The Federal Communications Commission (FCC) has given the green light to the $8.4 billion merger between Paramount Global and Skydance Media, but with strings attached. Meanwhile, the FCC is under scrutiny itself, with its chairman set to testify over Disney's influence on media regulations. Disney, on the other hand, is grappling with a blackout on YouTube and shareholder concerns.

The FCC approved the merger between Paramount Global and Skydance Media, subject to conditions. These include a pledge to maintain impartiality and diversity programs. This comes as FCC Chairman Brendan Carr is due to testify before a Senate committee on December 17, with Disney's role in several controversial cases under scrutiny.
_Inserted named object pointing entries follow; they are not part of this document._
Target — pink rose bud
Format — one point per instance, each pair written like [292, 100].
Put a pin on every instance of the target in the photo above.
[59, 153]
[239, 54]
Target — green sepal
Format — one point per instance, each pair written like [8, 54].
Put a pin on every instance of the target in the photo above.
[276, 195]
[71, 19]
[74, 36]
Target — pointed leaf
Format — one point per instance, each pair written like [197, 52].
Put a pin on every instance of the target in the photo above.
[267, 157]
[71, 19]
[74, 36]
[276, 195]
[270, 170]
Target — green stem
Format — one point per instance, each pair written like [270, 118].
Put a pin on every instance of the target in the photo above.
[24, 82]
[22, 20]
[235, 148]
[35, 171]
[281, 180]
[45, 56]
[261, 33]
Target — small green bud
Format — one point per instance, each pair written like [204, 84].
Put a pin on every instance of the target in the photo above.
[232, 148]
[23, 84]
The blackout of ABC and ESPN on YouTube began on November 17, following failed negotiations. Disney has accused YouTube of demanding 'preferential terms below market value'. The two sides remain deadlocked, with Disney's request for ABC's return for Election Day coverage unmet.

Disney is also facing revived complaints from the FCC, including its moderation of the Biden-Trump debate. A new analysis on November 8 has raised questions about whether Disney shareholders should buy or sell their stock. The company is struggling to transition its traditional TV business to streaming, with outages leading to lost viewership and ad revenue. Regulatory demands are adding to Disney's woes, reducing its flexibility as it navigates multiple conflicts.

The FCC's merger approval with conditions sets a precedent for media companies. Meanwhile, the FCC's own actions are under scrutiny, with its chairman due to testify. Disney, grappling with a blackout and shareholder concerns, must navigate regulatory demands and find a solution with YouTube to avoid further losses.